Surveying data of the GDP growth rates of Malaysia during the period of study, we find that the speed of recovery from downturns is much higher than Egypt. Malaysia shifted the economy from agriculture to production of high technology electronics equipment giving more focus on education. The monetary policies undertaken by the government as a response of the 1997-1998 financial crises did not lead to large capital outflow or depletion of the central bank reserves. Malaysia’s ratio of the current account balance to the GDP has been higher than that of Egypt during all the mentioned period with its foreign direct investment boosted maintaining its inflation and unemployment rates far lower than those experienced in Egypt.
Analyzing growth trends between Egypt and Malaysia, we conclude several factors that have affected their GDP growth rates during the mentioned period. One major factor in Malaysia was the financial sector policies which played an important role in managing the country out of macroeconomic downturns. While in Egypt, the government financial policy played a weaker role in recovering from downturns and was not fully integrated in the international capital market, since Egypt has limited access to world capital markets and the liquidity problem cannot be solved by foreign borrowing. Furthermore banks in Egypt had their role in financing the budget deficit rather than playing an active role in financial intermediation, which ended up having a “liquidity squeeze” which is a serious matter especially for developing countries, and is sufficient to trigger a crisis.
On the other side, Malaysia with a strong current account surplus and boosted FDIs has resulted in sufficient reserves, which together with curbing inflation and unemployment has performed better in recovering from macroeconomic downturns.
Malaysia’s focus on manufacture sector and high technology products helped in boosting its economic growth.
Egypt with its exports concentrated -to a large extent- in oil products, was vulnerable to economic crises and with its large budget deficits, current account deficits, higher rates of inflation and unemployment, was unable to apply the appropriate policies to recover from downturns in the short run.
Egypt can help recover from downturns by diversifying its exports, concentrating in high technology products, but is faced with its low educated labour force lacking advanced skills to cope with high technology products, in addition to low infrastructure, insufficient financial intermediations and improper financial policies.

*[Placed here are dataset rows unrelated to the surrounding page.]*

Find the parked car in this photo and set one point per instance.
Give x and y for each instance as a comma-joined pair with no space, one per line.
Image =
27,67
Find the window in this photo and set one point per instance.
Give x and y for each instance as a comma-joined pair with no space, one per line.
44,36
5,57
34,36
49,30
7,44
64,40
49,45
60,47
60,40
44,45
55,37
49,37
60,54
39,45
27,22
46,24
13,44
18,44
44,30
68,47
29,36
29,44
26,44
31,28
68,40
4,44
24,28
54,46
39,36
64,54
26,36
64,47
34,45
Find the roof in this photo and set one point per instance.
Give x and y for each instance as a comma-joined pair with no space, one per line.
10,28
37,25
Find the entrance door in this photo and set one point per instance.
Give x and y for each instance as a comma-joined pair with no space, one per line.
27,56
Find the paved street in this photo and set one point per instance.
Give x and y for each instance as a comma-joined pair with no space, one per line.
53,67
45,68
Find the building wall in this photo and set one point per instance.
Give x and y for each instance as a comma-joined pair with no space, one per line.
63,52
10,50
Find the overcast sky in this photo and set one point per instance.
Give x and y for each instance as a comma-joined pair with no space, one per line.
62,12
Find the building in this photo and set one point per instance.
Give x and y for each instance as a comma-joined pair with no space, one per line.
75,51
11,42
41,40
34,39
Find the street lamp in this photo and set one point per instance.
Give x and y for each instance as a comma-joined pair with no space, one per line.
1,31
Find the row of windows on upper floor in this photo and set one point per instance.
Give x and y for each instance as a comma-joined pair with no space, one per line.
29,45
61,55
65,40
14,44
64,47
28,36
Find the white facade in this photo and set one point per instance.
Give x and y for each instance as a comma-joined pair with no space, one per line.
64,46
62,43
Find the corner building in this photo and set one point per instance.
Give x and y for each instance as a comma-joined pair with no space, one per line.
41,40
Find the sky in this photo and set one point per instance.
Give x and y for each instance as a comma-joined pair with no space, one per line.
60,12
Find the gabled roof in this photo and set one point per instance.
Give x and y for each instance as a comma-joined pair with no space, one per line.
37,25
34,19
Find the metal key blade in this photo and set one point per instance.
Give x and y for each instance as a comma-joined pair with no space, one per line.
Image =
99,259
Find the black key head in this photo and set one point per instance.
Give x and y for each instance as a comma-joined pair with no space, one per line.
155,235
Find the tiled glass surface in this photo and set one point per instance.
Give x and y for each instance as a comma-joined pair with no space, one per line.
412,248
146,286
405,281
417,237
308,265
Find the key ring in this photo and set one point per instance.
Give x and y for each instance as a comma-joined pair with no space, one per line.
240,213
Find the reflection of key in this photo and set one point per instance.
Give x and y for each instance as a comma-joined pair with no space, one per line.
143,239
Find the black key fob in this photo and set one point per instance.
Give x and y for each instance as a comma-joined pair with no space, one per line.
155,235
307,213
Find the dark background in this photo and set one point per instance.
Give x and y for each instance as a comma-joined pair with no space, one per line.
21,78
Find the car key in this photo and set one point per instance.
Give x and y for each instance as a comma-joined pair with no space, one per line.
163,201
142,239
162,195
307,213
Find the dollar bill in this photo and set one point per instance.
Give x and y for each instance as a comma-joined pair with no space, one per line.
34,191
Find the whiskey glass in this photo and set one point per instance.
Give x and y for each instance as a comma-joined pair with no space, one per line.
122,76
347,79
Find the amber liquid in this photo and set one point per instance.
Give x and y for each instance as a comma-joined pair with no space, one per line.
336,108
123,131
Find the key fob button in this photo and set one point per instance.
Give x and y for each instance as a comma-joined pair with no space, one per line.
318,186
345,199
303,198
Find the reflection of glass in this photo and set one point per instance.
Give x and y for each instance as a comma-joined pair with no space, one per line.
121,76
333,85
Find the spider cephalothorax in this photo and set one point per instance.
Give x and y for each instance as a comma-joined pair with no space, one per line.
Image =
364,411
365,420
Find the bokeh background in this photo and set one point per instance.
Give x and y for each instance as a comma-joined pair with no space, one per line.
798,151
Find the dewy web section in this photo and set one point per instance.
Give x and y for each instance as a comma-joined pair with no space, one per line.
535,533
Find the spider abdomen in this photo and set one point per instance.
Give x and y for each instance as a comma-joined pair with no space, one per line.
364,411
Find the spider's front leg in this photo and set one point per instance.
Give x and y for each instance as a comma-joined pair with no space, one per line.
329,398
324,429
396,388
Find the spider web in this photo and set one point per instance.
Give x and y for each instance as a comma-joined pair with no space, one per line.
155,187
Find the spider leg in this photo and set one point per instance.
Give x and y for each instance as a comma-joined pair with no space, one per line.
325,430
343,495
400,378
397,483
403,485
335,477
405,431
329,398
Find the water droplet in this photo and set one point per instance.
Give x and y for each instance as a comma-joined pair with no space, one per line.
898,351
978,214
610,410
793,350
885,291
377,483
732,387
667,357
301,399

Since financial policies have greater effect on economic growth in developing countries, Egypt should be very selective in applying those policies, especially in crises times where foreign reserves have their importance in stabilizing the economy. If a floating regime is applied, the country will not be forced to hold large foreign reserves ready to support the value of the currency and thus foreign reserves will be available for investment in productivity and export diversification. Therefore applying limited capital controls on currency transactions in Egypt in the short run may be useful, but applying the floated regime may prove its success in the long run, benefiting from the Malaysian experience; since Investment in hard currency was not restricted in Malaysia, nor was foreign direct investment. Its capital controls have proved effective in shielding Malaysia from speculative attacks without substantially restricting foreign direct investment. Limited capital control in Malaysia was helpful to protect the local currency from speculative attacks in the short run.